Opponents to the NREPA state that there will be a loss of extraction jobs in the northern Rockies; mining, logging, and oil/gas production as a whole account for many of the jobs in the five affected states. [5

But if they’re already Roadless, then how much mining, oil and gas, and logging is going on? This is all very confusing. It would be great if every Wilderness bill or RWA or any special designation, for that matter, would simply have a table of “what’s currently allowed in terms of plans/rules/designations currently” “what will not be allowed under the new designation” “what existing users (actually on site, not potential) will not be allowed to continue their uses” and “what do we know about where those people will go.” IMHO,so much drama and needless carbon -impacting electrons could be saved by a standard Change Of Use Table for every potential change in designations!It also directly would acknowledge that the kicked out folks will go somewhere else and perhaps introduce opportunities and resources for helping them transition as part of the designation process.

Mining by the Ouachita National Recreation Trail

I found three things interesting about this situation.  Legally, I think there is a problem if the environmental analysis for a mine fails to say anything about the proximity to or the effects on a national trail and its users.

Bo Lea, president of FoOT, told The Sentinel-Record Jan. 15 that the Ouachita National Recreation Trail is a 223.5-mile premiere hiking and biking trail, and FoOT’s concern was that project’s environmental assessment made “no mention of the Ouachita Trail except for one map that shows a 150-foot buffer between the trail and the mining area. That’s only 50 yards.”

The Forest seems to be assuming that the buffer will fully mitigate any effects, but that has to be disclosed and supported by some analysis.
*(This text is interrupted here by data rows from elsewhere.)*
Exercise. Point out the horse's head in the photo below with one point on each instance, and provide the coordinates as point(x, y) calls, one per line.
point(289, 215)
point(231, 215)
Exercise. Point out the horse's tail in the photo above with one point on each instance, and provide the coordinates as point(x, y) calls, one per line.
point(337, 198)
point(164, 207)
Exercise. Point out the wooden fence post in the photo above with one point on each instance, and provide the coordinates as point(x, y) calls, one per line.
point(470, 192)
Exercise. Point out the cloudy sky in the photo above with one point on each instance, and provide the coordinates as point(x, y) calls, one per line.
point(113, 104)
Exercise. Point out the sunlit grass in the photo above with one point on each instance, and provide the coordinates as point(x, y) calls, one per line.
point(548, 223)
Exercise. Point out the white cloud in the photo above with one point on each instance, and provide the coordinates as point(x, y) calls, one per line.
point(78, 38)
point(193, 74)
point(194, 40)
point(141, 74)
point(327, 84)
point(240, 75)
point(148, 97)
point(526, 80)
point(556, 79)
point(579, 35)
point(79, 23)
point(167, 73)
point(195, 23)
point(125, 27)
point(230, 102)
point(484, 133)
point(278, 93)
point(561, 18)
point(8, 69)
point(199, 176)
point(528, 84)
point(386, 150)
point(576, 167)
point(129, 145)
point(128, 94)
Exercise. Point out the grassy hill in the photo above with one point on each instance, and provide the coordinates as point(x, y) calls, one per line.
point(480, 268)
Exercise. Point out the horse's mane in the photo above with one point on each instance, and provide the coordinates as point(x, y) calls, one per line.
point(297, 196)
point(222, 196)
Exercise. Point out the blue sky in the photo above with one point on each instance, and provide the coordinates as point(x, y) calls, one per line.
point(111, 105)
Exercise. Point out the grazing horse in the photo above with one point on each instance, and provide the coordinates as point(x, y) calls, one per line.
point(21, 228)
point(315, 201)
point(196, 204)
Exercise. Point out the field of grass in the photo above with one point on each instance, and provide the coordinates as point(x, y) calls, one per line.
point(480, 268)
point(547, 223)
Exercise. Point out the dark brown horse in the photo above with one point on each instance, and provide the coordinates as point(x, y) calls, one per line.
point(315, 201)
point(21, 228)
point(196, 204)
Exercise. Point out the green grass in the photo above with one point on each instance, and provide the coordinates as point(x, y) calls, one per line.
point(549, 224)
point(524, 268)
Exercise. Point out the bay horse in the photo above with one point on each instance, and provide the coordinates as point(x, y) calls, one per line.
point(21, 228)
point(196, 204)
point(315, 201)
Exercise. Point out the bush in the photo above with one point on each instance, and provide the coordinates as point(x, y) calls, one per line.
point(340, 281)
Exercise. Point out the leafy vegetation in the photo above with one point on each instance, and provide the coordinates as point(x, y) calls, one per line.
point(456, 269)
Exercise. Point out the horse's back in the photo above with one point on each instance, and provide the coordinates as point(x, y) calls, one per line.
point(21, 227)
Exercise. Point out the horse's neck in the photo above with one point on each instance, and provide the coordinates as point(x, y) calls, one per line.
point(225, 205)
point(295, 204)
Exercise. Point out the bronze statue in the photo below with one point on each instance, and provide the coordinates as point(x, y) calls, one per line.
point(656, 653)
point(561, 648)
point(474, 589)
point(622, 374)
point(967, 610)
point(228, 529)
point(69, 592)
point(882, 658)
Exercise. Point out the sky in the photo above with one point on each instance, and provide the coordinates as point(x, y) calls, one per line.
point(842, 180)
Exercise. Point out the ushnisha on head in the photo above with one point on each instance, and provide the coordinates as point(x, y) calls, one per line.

Politically, this area is in the Congressional district of Bruce Westerman, who has become renowned for proposing anti-environmental riders to Forest Service legislation.  At least he is consistent:

“I’ve long supported sustainable mining in the 4th District, provided it benefits local communities and stewards natural resources well,” Westerman said Tuesday in an email. “I look forward to the results of the Quartz Mine’s environmental review, and hope to see it progress in the upcoming year.”

Lastly, this is an area that is promoted for mountain bike use by the Forest Service and organizations that appear to support both hiking and biking.  It’s an “epic” biking trail, and it doesn’t go through any wilderness areas.